Ben is distressed to find that the RPC's have such a long latency that his style checker runs much more slowly than he hoped. Since he is taking 6.033 he wonders if adding multiple threads to the client could speed up his program.

a. Ben's checker is running on a single-processor workstation. Explain how multiple client threads could reduce the time to analyze a technical paper.

b. Ben implements a multithreaded style checker, and runs a series of experiments with various numbers of threads. He finds that performance does indeed improve when he adds a second thread, and again when he adds a third. But he finds that as he adds more and more threads the additional performance improvement diminishes, and finally adding more threads leads to reduced performance. Give an explanation for this behavior.

c. Suggest a way of improving the style-checker's performance without introducing threads. (Ben is allowed to change only the client.)

5. (25 points) Suppose the longest packet you can transmit across the Internet can contain 480 bytes of useful data, you are using a lock-step end-to-end protocol, and you are sending data from Boston to California. You have measured the round-trip delay and found that it is about 100 milliseconds. (A lock-step protocol is one where you must wait for the recipient to send an acknowledgement of your previous packet before you can send the next packet.)

a. If there are no lost packets, estimate the maximum data rate you can achieve.

b. Unfortunately, 1% of the packets are getting lost. So you install a resend timer, set to 1000 ms. Estimate the data rate you now expect to achieve.

c. On Tuesdays the phone company routes some westward-bound packets via satellite link, and we notice that 50% of the round trips now take exactly 100 extra milliseconds. What effect does this delay have on the overall data rate when the resend timer is not in use. (Assume the network does not lose any packets.)

d. Ben turns on the resend timer, but since he hadn't heard about the satellite delays he sets it to 150 ms. What now is the data rate on Tuesdays?(Again, assume the network does not lose any packets.)

e. Usually, when discussing end-to-end data rate across a network, the first parameter one hears is the data rate of the slowest link in the network.

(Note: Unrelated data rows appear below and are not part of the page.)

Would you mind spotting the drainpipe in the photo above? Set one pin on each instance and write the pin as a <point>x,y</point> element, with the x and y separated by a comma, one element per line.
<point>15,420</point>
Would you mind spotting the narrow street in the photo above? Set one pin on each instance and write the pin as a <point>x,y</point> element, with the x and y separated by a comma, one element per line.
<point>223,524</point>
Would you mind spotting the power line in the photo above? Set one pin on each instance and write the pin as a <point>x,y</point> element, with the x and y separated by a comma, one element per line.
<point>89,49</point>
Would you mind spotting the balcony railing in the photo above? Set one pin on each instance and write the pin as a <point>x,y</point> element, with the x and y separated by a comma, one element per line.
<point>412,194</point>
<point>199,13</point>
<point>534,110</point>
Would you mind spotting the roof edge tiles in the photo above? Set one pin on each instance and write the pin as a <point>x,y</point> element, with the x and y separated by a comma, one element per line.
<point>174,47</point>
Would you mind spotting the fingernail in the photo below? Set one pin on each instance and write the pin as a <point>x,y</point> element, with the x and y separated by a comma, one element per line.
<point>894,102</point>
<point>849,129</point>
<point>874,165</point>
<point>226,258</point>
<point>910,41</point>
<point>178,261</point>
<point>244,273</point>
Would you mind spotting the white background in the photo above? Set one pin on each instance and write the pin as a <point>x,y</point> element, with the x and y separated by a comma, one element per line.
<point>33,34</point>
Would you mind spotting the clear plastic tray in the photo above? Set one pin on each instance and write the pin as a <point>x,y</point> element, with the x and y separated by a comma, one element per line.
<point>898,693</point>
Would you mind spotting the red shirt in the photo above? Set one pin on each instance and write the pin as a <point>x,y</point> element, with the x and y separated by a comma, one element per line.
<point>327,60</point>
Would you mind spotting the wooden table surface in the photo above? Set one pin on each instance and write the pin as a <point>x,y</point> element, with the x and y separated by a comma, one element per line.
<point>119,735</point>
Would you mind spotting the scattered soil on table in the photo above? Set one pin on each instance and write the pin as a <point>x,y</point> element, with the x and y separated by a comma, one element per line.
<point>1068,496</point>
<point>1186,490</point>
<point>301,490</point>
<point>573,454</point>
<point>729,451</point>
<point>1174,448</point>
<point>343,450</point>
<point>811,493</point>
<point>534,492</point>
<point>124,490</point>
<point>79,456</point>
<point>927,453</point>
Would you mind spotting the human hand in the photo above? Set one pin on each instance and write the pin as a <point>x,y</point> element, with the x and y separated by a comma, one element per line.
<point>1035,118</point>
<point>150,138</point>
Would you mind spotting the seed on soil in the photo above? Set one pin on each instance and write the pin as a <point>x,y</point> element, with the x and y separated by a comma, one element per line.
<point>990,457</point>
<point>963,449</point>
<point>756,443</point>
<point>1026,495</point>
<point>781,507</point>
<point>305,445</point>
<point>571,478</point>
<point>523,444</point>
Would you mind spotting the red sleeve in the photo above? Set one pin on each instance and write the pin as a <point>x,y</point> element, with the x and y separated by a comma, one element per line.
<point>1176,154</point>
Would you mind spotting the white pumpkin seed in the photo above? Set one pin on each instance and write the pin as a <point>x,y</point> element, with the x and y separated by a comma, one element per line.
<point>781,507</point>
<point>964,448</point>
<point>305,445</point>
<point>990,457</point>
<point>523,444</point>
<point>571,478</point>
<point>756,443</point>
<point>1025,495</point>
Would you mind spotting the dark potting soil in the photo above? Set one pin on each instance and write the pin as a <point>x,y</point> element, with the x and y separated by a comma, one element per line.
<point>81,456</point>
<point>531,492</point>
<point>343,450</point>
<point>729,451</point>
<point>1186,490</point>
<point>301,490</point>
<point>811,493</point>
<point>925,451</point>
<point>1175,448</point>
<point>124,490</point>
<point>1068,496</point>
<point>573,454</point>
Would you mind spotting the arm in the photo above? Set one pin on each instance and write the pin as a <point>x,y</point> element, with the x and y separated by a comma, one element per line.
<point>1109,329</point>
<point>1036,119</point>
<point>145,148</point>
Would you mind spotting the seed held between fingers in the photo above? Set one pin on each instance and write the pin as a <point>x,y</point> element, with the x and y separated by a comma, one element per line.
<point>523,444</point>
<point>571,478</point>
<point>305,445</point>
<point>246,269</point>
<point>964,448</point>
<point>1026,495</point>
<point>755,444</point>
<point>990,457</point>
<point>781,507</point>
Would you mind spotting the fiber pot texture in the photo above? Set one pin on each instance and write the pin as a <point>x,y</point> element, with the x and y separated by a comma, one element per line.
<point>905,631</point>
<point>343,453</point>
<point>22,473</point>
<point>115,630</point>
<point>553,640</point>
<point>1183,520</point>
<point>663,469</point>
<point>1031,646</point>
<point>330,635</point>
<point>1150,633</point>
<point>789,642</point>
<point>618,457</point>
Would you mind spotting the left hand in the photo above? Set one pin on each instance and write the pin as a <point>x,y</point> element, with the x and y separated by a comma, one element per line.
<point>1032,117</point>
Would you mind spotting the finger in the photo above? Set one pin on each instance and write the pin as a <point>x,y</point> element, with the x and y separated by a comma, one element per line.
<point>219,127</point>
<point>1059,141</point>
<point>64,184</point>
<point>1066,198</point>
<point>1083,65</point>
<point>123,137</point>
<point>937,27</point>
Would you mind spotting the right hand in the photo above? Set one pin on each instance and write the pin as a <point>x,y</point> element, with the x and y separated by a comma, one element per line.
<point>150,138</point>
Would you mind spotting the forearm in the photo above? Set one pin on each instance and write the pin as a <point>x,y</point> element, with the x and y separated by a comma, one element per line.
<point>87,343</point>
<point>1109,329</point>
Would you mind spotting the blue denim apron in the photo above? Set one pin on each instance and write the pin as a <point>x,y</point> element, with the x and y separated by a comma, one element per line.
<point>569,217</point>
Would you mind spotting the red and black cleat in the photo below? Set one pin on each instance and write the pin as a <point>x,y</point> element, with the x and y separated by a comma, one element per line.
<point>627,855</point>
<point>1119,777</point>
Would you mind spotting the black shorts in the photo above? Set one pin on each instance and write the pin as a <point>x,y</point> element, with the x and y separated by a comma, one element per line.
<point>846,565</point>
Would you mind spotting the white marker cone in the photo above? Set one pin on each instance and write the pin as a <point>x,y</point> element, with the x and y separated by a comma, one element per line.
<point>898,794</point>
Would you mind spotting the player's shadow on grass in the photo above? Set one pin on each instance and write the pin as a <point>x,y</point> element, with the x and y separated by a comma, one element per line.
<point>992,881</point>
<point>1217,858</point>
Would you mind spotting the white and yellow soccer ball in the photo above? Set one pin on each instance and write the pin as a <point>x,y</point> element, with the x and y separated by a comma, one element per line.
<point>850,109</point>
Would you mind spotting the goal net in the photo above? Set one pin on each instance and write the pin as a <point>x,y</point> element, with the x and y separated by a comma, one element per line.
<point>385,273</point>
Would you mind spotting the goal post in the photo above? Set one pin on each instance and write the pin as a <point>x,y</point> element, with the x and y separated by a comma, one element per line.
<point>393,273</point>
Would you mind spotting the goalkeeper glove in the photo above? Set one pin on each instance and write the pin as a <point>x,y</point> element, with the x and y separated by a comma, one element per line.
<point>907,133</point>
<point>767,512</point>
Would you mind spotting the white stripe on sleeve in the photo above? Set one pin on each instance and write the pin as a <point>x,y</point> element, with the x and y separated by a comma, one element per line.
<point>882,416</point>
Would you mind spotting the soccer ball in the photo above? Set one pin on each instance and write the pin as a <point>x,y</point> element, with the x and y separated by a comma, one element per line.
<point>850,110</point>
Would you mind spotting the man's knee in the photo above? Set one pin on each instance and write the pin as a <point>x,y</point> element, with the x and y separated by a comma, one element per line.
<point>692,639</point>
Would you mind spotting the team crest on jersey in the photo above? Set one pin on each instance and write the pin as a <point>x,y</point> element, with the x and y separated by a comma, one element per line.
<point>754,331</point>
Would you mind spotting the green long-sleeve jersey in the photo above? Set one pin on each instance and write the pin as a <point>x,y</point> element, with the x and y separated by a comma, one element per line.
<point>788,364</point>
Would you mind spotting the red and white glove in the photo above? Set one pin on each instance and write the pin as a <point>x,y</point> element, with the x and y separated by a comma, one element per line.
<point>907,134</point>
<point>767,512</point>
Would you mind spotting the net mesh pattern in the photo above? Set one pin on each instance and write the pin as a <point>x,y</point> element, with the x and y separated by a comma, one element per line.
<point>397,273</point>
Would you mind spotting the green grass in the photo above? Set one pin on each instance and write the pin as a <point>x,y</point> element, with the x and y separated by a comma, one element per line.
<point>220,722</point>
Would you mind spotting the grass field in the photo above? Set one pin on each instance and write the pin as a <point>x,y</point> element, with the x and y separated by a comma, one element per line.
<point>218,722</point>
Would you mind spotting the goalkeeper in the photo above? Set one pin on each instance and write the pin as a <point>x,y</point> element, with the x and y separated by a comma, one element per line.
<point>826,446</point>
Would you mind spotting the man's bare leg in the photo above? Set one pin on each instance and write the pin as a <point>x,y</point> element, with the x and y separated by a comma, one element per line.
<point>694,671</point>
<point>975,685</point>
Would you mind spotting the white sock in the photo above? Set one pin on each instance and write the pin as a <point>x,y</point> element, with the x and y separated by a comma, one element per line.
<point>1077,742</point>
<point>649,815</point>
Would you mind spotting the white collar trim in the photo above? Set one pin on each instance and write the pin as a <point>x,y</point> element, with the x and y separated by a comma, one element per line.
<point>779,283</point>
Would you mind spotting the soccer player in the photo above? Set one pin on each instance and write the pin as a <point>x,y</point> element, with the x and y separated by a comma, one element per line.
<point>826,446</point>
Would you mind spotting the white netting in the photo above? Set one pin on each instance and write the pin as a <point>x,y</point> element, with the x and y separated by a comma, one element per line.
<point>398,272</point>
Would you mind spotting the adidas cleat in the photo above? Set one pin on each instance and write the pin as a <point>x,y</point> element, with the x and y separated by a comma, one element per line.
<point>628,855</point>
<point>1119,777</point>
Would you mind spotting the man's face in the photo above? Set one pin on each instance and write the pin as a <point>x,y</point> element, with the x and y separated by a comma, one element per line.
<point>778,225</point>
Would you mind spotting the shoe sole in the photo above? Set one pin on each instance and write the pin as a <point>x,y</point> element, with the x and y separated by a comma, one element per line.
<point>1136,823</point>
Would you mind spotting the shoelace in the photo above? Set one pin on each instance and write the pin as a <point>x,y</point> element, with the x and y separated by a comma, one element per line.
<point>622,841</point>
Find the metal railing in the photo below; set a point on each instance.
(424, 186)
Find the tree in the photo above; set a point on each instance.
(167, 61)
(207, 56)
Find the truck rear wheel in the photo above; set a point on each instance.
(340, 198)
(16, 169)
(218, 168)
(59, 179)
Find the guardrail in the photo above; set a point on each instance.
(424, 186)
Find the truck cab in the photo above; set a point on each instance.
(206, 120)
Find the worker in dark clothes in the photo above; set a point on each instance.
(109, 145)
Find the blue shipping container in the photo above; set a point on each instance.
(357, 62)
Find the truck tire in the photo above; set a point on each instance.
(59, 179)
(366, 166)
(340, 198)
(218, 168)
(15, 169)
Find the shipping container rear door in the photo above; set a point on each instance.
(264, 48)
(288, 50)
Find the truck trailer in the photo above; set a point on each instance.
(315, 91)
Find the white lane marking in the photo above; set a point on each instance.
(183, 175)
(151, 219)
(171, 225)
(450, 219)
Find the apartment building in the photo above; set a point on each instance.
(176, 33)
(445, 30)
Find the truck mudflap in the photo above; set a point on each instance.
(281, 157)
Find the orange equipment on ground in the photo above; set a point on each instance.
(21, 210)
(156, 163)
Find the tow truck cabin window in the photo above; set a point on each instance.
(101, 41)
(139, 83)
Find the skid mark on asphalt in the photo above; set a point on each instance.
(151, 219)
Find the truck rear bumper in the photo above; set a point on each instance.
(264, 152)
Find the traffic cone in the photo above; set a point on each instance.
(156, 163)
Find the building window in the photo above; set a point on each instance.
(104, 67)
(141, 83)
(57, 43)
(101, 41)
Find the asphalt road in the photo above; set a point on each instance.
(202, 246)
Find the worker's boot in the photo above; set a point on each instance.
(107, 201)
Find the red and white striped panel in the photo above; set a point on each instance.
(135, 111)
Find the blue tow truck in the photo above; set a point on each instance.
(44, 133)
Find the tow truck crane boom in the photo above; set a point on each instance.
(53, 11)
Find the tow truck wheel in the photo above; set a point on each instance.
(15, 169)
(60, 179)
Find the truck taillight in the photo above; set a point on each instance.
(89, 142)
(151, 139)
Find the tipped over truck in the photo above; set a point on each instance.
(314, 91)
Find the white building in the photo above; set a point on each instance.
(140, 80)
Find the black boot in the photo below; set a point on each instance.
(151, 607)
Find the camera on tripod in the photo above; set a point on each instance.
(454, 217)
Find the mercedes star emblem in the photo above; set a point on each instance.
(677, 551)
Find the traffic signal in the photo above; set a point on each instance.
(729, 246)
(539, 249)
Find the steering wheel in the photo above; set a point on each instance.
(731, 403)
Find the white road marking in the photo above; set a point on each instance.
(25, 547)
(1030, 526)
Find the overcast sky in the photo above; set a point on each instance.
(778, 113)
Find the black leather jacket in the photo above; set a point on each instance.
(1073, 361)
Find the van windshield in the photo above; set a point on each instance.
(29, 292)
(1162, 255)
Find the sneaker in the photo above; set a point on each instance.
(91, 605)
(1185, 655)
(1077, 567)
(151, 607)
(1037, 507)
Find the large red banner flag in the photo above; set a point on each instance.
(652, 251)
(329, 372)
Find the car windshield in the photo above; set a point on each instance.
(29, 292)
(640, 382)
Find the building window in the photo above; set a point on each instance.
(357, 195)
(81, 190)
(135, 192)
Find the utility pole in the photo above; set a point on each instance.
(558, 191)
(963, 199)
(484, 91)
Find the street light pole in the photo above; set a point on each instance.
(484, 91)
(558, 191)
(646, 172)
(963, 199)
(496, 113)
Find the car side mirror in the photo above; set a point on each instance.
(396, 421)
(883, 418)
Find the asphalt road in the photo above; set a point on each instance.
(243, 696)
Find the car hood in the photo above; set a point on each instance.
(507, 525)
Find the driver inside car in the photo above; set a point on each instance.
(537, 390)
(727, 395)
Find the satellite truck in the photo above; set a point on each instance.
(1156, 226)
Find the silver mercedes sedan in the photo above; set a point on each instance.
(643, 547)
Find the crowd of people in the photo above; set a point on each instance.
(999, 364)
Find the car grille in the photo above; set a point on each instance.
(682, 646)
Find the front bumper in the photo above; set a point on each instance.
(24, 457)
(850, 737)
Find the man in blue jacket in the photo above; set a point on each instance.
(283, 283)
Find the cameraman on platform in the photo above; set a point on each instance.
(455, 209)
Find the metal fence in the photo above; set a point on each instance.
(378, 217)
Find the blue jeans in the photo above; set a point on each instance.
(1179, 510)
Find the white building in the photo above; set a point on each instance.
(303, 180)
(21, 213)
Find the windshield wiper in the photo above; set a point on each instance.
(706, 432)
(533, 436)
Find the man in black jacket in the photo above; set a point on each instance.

Why wasn't that parameter needed to answer parts a-d of this question?

6. (10 points) OutTel corporation has been delivering j486 microprocessors to the computer industry for some time, and Metoo systems has decided to get into the act by building a microprocessor called the "clone486+", which differs from the j486 by providing twice as many processor registers.

Metoo has simulated many programs and concluded that having twice as many processor registers reduces the number of loads and stores to memory by an average of 30%, and thus improves performance, assuming of course that all programs are recompiled to take advantage of the extra registers.

The most popular operating system for the j486 is microkernel---based. As suggested, the hoped-for performance improvement won't be realized unless all applications, both client and server, and the microkernel itself are recompiled. Point out one other reason why Metoo may find the performance improvement to be less than their simulations of individual programs predicts. If you think of more than one reason, choose the one that is likely to reduce performance the most.